Hace un año más o menos, Monse decidió abrir en su casa un pequeño espacio de lectura dirigido a mujeres. En un inicio, estaba pensado para que las mujeres de su familia se acercaran a textos que les pudieran ayudar a comprenderse no solo como integrantes de un mismo género, sino también en su particularidad, pues ella comprendía que ni su madre, ni su hermana, ni su abuela, ni sus primas ni ella pensaban ni se comportaban igual a pesar de sus vínculos sanguíneos. No obstante sus esfuerzos, ninguna se mostraba interesada en participar.

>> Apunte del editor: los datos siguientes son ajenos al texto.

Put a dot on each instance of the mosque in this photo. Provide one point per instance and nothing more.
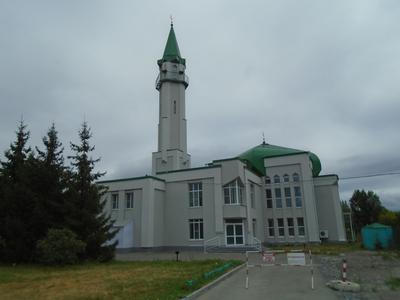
(267, 195)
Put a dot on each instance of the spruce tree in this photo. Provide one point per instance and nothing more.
(87, 218)
(50, 184)
(17, 200)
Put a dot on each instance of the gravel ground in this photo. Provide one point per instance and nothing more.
(368, 269)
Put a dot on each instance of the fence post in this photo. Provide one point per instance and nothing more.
(312, 271)
(344, 270)
(247, 270)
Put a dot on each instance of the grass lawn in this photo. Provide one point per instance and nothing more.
(115, 280)
(325, 248)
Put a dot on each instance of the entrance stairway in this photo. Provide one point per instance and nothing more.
(217, 245)
(232, 249)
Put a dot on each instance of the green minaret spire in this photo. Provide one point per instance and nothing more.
(171, 52)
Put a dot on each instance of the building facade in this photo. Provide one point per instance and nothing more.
(268, 194)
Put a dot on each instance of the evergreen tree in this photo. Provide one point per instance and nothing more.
(87, 218)
(50, 184)
(17, 200)
(365, 208)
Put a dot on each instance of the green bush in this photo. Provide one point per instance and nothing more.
(59, 247)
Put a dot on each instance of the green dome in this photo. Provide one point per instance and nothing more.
(254, 157)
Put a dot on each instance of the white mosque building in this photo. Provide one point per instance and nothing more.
(268, 194)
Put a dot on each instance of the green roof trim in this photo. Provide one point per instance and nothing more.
(255, 156)
(131, 178)
(171, 51)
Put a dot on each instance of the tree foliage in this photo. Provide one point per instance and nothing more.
(365, 208)
(39, 192)
(88, 218)
(59, 247)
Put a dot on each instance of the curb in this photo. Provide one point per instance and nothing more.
(210, 285)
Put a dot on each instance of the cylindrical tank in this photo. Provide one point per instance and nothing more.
(377, 235)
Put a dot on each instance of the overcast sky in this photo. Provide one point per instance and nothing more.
(315, 75)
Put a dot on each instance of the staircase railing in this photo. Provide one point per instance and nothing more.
(212, 243)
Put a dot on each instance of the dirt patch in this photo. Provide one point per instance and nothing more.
(370, 269)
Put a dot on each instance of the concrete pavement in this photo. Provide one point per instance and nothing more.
(275, 282)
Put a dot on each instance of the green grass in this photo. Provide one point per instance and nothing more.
(393, 283)
(115, 280)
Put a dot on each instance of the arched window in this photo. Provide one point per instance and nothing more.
(296, 177)
(286, 178)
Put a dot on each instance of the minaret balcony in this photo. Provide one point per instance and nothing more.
(172, 77)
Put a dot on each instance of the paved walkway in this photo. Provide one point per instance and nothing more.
(184, 255)
(277, 282)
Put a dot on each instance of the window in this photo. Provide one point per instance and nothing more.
(290, 226)
(129, 199)
(196, 229)
(114, 201)
(252, 196)
(268, 195)
(297, 195)
(300, 226)
(278, 198)
(254, 223)
(288, 197)
(281, 227)
(195, 194)
(286, 178)
(233, 193)
(271, 230)
(296, 177)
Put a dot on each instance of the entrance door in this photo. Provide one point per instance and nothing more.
(234, 234)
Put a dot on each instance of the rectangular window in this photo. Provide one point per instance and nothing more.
(196, 229)
(254, 223)
(252, 196)
(278, 198)
(290, 226)
(288, 197)
(300, 226)
(129, 199)
(233, 193)
(268, 194)
(297, 195)
(281, 227)
(114, 201)
(271, 230)
(195, 194)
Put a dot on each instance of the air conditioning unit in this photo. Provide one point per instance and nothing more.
(323, 234)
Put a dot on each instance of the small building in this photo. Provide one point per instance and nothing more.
(268, 194)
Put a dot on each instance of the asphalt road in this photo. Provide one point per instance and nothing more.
(274, 282)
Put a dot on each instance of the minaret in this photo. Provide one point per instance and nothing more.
(171, 84)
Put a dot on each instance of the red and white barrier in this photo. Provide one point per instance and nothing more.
(269, 258)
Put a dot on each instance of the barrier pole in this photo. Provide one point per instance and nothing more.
(344, 270)
(312, 271)
(247, 270)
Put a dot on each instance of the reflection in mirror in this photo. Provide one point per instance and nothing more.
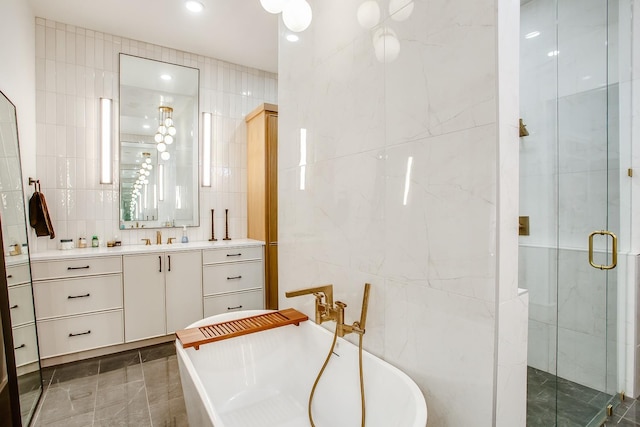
(158, 144)
(16, 255)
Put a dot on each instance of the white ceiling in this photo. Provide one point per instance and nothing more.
(237, 31)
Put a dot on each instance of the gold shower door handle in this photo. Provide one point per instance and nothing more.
(614, 257)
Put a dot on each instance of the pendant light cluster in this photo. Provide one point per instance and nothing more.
(385, 40)
(296, 14)
(166, 132)
(141, 182)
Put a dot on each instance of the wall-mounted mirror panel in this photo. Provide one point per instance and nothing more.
(158, 143)
(16, 282)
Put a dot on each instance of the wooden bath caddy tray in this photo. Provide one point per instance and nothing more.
(195, 337)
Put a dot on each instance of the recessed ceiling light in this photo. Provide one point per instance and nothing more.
(194, 6)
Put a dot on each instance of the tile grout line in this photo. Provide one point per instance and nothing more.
(45, 391)
(146, 393)
(95, 399)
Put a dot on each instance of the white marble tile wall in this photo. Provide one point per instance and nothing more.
(74, 68)
(389, 175)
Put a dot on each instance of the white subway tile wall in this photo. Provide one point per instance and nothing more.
(74, 68)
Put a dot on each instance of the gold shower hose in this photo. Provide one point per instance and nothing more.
(315, 384)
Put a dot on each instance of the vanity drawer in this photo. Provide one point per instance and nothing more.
(24, 343)
(21, 304)
(18, 274)
(231, 277)
(78, 333)
(249, 300)
(214, 256)
(76, 267)
(78, 295)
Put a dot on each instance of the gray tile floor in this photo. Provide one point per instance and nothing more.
(134, 388)
(576, 404)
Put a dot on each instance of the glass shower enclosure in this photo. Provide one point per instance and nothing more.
(571, 187)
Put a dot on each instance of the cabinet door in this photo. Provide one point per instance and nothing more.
(184, 289)
(144, 296)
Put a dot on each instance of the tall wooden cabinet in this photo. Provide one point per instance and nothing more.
(262, 191)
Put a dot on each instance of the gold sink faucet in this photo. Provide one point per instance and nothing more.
(326, 310)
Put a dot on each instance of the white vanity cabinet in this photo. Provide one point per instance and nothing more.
(21, 309)
(233, 279)
(162, 292)
(78, 303)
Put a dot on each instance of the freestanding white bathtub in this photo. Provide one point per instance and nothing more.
(264, 379)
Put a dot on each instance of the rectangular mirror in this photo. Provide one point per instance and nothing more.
(158, 144)
(16, 280)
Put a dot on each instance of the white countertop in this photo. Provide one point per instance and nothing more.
(138, 249)
(16, 260)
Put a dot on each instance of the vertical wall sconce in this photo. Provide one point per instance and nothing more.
(106, 141)
(161, 182)
(303, 158)
(207, 137)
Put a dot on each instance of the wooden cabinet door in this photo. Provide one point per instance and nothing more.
(183, 289)
(144, 296)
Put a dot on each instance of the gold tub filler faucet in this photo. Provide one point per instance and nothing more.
(326, 310)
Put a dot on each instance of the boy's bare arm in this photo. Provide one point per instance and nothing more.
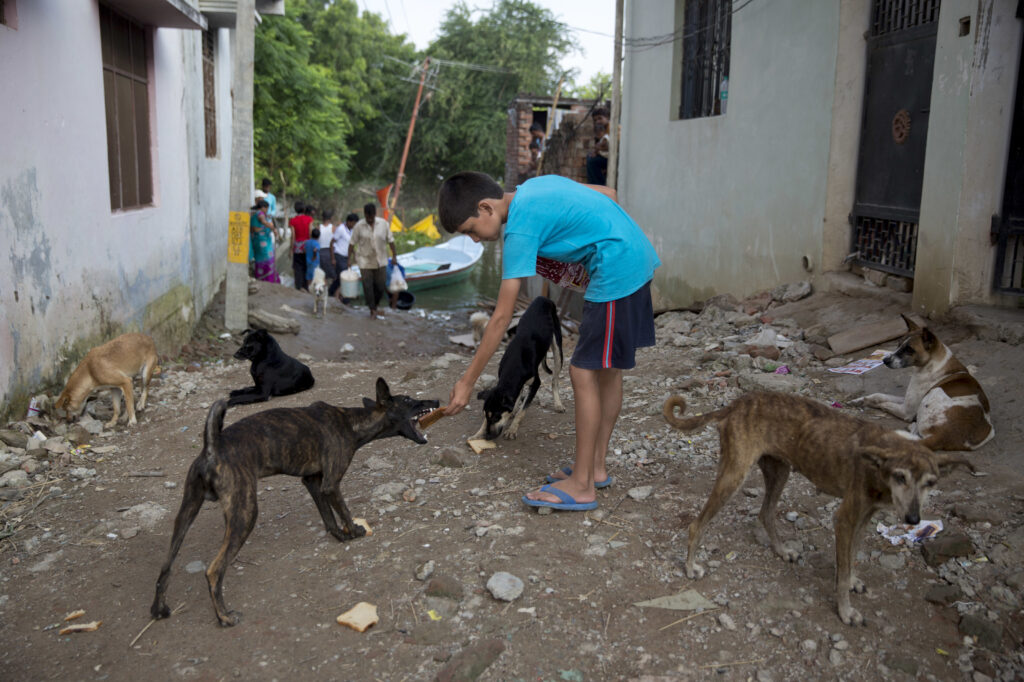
(499, 324)
(607, 192)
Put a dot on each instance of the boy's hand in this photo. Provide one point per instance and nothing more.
(459, 398)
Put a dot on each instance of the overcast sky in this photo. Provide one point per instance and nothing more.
(419, 19)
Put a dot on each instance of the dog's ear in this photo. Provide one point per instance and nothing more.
(910, 325)
(873, 456)
(383, 392)
(928, 339)
(947, 463)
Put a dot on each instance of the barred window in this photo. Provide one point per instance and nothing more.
(209, 94)
(126, 94)
(707, 31)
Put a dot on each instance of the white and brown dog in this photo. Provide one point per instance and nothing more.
(112, 366)
(318, 289)
(946, 405)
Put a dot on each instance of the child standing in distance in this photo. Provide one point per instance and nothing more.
(311, 249)
(557, 218)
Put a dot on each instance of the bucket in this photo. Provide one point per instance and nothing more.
(349, 284)
(406, 300)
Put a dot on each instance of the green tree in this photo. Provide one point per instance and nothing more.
(299, 128)
(483, 61)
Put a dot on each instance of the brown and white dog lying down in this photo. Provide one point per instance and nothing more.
(946, 405)
(112, 366)
(866, 466)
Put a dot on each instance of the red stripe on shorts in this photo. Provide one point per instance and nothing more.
(609, 333)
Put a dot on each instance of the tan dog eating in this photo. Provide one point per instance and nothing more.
(112, 366)
(864, 465)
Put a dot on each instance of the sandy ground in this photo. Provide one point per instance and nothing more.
(96, 542)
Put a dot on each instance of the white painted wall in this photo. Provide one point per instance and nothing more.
(968, 145)
(72, 271)
(732, 203)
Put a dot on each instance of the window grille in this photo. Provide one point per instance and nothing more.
(209, 94)
(707, 32)
(892, 15)
(126, 86)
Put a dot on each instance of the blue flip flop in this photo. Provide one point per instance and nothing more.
(568, 472)
(567, 502)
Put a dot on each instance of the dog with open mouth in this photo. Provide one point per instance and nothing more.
(316, 443)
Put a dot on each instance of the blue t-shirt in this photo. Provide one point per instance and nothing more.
(561, 219)
(312, 257)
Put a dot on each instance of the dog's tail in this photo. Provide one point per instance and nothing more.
(214, 425)
(690, 423)
(557, 325)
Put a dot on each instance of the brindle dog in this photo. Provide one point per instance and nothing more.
(866, 466)
(316, 443)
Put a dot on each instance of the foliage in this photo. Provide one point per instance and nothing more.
(463, 123)
(334, 91)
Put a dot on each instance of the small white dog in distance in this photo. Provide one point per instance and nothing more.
(318, 289)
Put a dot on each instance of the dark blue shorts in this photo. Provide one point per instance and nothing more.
(611, 332)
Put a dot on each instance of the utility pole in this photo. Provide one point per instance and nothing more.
(237, 286)
(616, 99)
(409, 136)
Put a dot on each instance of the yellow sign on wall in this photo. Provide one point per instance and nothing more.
(238, 238)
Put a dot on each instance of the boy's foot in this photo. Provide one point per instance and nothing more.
(555, 494)
(562, 500)
(565, 472)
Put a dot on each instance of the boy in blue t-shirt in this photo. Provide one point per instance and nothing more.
(311, 247)
(555, 218)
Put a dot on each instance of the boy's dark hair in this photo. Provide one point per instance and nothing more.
(460, 195)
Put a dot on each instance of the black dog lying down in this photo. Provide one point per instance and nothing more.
(505, 405)
(315, 442)
(273, 372)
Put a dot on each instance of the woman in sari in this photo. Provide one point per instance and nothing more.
(262, 243)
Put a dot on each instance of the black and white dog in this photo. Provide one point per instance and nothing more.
(505, 405)
(273, 372)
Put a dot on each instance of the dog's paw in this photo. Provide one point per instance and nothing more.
(850, 615)
(229, 620)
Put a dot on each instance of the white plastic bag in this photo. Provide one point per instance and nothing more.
(396, 283)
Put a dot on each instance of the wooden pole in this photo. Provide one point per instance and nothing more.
(616, 99)
(409, 136)
(237, 285)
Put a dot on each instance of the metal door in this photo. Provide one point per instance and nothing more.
(1008, 228)
(894, 133)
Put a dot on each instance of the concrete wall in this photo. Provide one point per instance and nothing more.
(968, 144)
(732, 203)
(74, 273)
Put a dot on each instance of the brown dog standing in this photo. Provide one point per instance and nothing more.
(867, 466)
(112, 366)
(945, 403)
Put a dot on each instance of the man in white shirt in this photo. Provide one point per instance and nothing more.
(369, 247)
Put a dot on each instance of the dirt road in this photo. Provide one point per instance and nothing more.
(91, 527)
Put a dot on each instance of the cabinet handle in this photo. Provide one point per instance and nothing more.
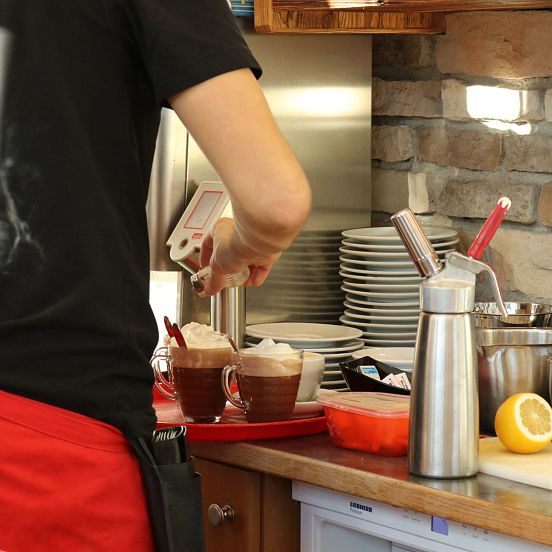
(217, 515)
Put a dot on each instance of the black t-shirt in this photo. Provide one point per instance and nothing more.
(81, 87)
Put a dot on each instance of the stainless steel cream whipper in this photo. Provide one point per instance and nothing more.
(444, 411)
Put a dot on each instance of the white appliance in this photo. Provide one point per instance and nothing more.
(336, 522)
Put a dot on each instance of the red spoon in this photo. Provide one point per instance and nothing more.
(489, 228)
(168, 326)
(178, 336)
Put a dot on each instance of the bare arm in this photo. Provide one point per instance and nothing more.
(230, 120)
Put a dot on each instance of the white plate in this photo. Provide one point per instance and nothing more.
(394, 258)
(388, 342)
(365, 277)
(391, 265)
(354, 314)
(394, 288)
(388, 329)
(337, 356)
(329, 256)
(358, 344)
(383, 295)
(384, 306)
(362, 268)
(299, 334)
(399, 357)
(345, 348)
(388, 234)
(347, 242)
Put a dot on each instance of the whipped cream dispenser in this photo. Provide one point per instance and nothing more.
(210, 202)
(444, 412)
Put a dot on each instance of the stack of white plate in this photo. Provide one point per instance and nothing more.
(381, 284)
(335, 343)
(304, 285)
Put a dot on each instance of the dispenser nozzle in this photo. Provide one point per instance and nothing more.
(472, 265)
(418, 246)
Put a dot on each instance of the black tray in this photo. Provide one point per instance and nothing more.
(357, 381)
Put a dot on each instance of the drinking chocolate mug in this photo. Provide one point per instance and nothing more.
(194, 380)
(267, 384)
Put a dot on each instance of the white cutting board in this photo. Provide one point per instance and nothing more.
(531, 469)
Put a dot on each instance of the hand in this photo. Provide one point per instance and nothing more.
(224, 251)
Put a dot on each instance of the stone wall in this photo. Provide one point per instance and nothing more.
(463, 119)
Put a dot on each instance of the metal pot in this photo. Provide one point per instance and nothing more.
(520, 315)
(509, 361)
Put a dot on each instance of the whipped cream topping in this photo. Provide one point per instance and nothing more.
(200, 336)
(269, 347)
(270, 359)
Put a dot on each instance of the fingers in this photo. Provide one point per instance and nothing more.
(206, 251)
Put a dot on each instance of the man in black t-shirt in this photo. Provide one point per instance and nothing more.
(82, 83)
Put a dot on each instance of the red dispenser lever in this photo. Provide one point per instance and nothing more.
(489, 228)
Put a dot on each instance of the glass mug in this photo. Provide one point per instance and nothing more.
(267, 384)
(194, 380)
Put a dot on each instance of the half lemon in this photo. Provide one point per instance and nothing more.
(523, 423)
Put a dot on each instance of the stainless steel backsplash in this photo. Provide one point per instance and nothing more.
(319, 90)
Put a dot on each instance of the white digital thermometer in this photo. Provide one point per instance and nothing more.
(210, 202)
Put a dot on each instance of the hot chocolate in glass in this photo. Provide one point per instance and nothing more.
(268, 379)
(194, 372)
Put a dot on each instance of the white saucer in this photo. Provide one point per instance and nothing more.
(388, 234)
(307, 409)
(399, 357)
(304, 334)
(389, 295)
(347, 242)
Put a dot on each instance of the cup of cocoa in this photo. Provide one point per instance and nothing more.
(268, 378)
(194, 373)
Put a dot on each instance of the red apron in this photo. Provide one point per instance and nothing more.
(67, 483)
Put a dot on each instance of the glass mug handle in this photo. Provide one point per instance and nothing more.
(225, 380)
(164, 385)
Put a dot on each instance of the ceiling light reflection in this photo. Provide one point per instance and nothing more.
(323, 101)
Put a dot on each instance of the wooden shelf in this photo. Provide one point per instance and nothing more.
(371, 16)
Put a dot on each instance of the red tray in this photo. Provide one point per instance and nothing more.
(235, 428)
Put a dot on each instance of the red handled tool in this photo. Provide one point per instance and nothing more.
(178, 336)
(489, 228)
(168, 326)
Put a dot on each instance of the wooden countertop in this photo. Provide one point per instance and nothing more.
(483, 501)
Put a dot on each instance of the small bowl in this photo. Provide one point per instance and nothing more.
(520, 315)
(371, 422)
(311, 376)
(357, 381)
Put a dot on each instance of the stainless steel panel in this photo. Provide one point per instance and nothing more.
(319, 90)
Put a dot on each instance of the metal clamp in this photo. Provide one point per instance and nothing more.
(217, 515)
(474, 266)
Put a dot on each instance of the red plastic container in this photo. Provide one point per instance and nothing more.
(371, 422)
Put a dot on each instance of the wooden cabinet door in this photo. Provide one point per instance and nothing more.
(241, 491)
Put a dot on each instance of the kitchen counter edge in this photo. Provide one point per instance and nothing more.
(482, 501)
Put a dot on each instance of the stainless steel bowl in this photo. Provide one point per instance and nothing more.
(520, 315)
(509, 361)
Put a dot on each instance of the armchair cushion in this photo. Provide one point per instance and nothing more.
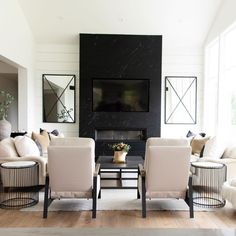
(43, 139)
(7, 148)
(25, 146)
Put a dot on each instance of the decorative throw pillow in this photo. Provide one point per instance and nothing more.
(197, 145)
(230, 152)
(214, 148)
(25, 146)
(43, 139)
(232, 182)
(7, 148)
(191, 134)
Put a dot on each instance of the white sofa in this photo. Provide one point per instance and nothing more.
(23, 148)
(215, 150)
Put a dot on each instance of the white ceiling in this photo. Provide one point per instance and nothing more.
(60, 21)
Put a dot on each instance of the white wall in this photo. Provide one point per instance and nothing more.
(225, 17)
(16, 48)
(56, 59)
(9, 83)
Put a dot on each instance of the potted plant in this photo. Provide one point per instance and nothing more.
(120, 151)
(5, 127)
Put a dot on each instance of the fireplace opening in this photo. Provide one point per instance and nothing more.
(105, 134)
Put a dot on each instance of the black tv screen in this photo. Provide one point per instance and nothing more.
(120, 95)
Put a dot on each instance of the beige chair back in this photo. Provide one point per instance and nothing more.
(167, 167)
(71, 167)
(157, 141)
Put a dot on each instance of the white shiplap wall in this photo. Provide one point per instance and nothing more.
(178, 61)
(56, 59)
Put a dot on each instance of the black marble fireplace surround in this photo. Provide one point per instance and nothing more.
(116, 57)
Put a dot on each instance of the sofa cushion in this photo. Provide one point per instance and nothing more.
(7, 148)
(214, 148)
(230, 152)
(43, 139)
(197, 144)
(25, 146)
(232, 182)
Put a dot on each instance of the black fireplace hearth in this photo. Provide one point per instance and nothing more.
(120, 90)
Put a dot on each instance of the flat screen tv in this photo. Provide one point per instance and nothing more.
(120, 95)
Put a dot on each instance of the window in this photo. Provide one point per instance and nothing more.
(220, 85)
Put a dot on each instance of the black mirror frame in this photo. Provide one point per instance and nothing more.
(193, 83)
(74, 109)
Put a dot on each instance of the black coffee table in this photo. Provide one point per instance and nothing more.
(108, 167)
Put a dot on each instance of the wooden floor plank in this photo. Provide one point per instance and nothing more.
(221, 218)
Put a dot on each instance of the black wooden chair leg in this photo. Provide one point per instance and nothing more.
(189, 198)
(191, 211)
(45, 208)
(144, 210)
(94, 211)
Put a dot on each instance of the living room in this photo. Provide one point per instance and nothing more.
(43, 37)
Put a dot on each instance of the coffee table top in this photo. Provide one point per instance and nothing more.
(132, 162)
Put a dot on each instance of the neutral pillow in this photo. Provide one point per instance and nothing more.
(198, 144)
(214, 148)
(43, 139)
(233, 182)
(230, 152)
(7, 148)
(52, 136)
(25, 146)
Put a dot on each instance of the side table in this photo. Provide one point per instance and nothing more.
(20, 180)
(208, 179)
(119, 169)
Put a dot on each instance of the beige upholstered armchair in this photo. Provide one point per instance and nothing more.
(71, 171)
(165, 173)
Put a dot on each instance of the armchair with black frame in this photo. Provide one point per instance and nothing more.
(166, 172)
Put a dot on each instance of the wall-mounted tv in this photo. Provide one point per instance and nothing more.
(120, 95)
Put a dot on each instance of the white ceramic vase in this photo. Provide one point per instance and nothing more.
(120, 157)
(5, 129)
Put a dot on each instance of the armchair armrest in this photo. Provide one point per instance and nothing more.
(97, 169)
(141, 170)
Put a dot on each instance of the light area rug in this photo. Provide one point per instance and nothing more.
(113, 200)
(114, 232)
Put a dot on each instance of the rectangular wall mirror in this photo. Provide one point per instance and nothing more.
(58, 98)
(180, 99)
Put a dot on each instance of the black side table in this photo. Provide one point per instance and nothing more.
(107, 166)
(208, 179)
(20, 180)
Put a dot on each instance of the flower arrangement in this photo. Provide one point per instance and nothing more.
(121, 147)
(64, 114)
(5, 100)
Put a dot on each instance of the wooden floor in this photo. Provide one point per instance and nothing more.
(221, 218)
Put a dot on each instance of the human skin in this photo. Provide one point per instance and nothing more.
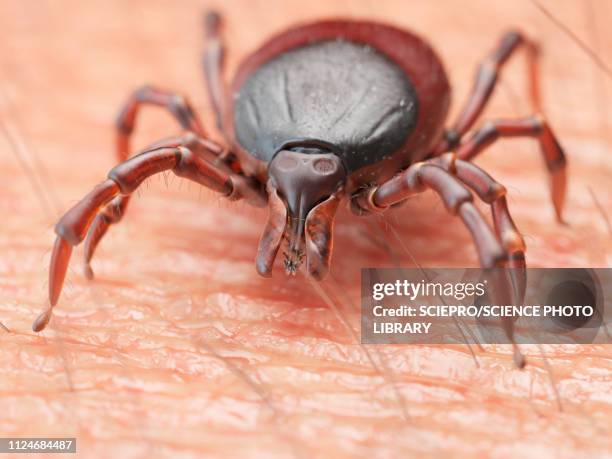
(178, 348)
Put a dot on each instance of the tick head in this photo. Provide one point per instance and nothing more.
(308, 186)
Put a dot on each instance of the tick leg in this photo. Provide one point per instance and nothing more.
(206, 150)
(213, 66)
(180, 108)
(456, 197)
(552, 152)
(486, 79)
(458, 200)
(176, 104)
(122, 181)
(493, 193)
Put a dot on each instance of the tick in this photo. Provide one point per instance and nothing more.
(322, 114)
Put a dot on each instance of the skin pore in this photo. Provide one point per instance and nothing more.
(179, 348)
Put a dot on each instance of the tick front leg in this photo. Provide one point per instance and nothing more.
(122, 181)
(178, 106)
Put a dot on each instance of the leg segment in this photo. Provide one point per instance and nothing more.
(456, 197)
(213, 65)
(493, 193)
(180, 108)
(123, 180)
(176, 104)
(553, 154)
(206, 151)
(436, 174)
(486, 80)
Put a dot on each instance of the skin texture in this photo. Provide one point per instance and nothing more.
(180, 349)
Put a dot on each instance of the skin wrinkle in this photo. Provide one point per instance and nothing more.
(171, 246)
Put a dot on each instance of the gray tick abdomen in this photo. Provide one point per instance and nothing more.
(346, 94)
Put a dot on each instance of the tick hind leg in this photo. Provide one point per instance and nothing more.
(213, 66)
(123, 180)
(452, 179)
(536, 126)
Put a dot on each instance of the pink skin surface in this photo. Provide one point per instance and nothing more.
(179, 349)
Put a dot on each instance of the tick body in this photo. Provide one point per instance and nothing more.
(323, 114)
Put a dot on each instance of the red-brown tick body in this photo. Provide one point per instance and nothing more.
(324, 113)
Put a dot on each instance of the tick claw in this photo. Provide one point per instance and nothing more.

Así fue como, después de varias pláticas, decidí, junto con Monse y otras amigas, hacer de esa oportunidad aparentemente fallida una para reunirnos ocasionalmente y charlar sobre nuestros sentires y preocupaciones, más allá de comentar textos escritos por mujeres. De este modo, creamos un grupo bastante sólido.
Esta experiencia, sin duda, ha marcado bastante mi manera de relacionarme con otras mujeres que habían habitado gran parte de su vida las periferias mexicanas, pues la gran mayoría de las integrantes proveníamos de esos lugares. Gracias a este círculo, no solo comprendí que deseaba seguir luchando junto con otras mujeres por nuestros derechos en un país donde hay una cantidad apabullante de delitos sexuales y feminicidios al año; también me hizo replantearme mi noción del «deber ser mujer feminista» desde mi condición periférica, pues me sentía bastante abrumada ante ciertos conceptos que, por mi gremio y el vivir en la capital, se me metían a veces con calzador sin comprenderlos a cabalidad. En ese sentido, debo admitir que, aun con pesares, reflexionar junto con mis amigas me llevó personalmente a comprender por qué muchas mujeres seguían ancladas a ciertos roles y por qué se negaban a asistir a reuniones como aquella.
Recuerdo que en aquel espacio descubrí que muchas transitamos por caminos bastante similares: violencia doméstica en varios niveles, las imposiciones implícitas desde la escuela sobre nuestros futuros, los cuestionamientos continuos sobre nuestros cuerpos y los reproches familiares por juntarnos con hombres. Sin embargo, también regresé a mis raíces: a nuestras madres y abuelas que, sin saberlo, eran feministas con sus pocos recursos personales. Como bien señalan María Sánchez, Edurne Portela y Pilar Adón en «Tsunami», ellas solo eran «las hijas de, las esposas de, las madres de» y se reducían a aquellos espacios meramente femeninos, por lo que desarrollaron tácticas sutiles de resistencia ante la negativa social impuesta de ser egoístas. Algunas de ellas buscaron espacios propios para encontrarse con otras mujeres o autoexplorarse en libertad. Sin embargo, a otras les eran negados por los hombres que las rodeaban o por las propias obligaciones socioculturales del «deber ser mujer».
Así, en ese pequeño espacio, me encontré con que ciertos feminismos —como dice María Sánchez— se han olvidado de contar (y de reencontrarse en) las historias de esas mujeres ensombrecidas en rincones tabú de su casa o su comunidad. Asimismo, comprendí que el «deber ser feminista radical» puede eclipsarlas aún más, pues niega otras formas de llevar a cabo esa labor porque no encajan en cierto molde, ya que son (o desean ser) madres o esposas. En ese sentido, esos espacios de reflexión son tan necesarios para nuestra generación, rodeada de conceptos poco claros o tajantes.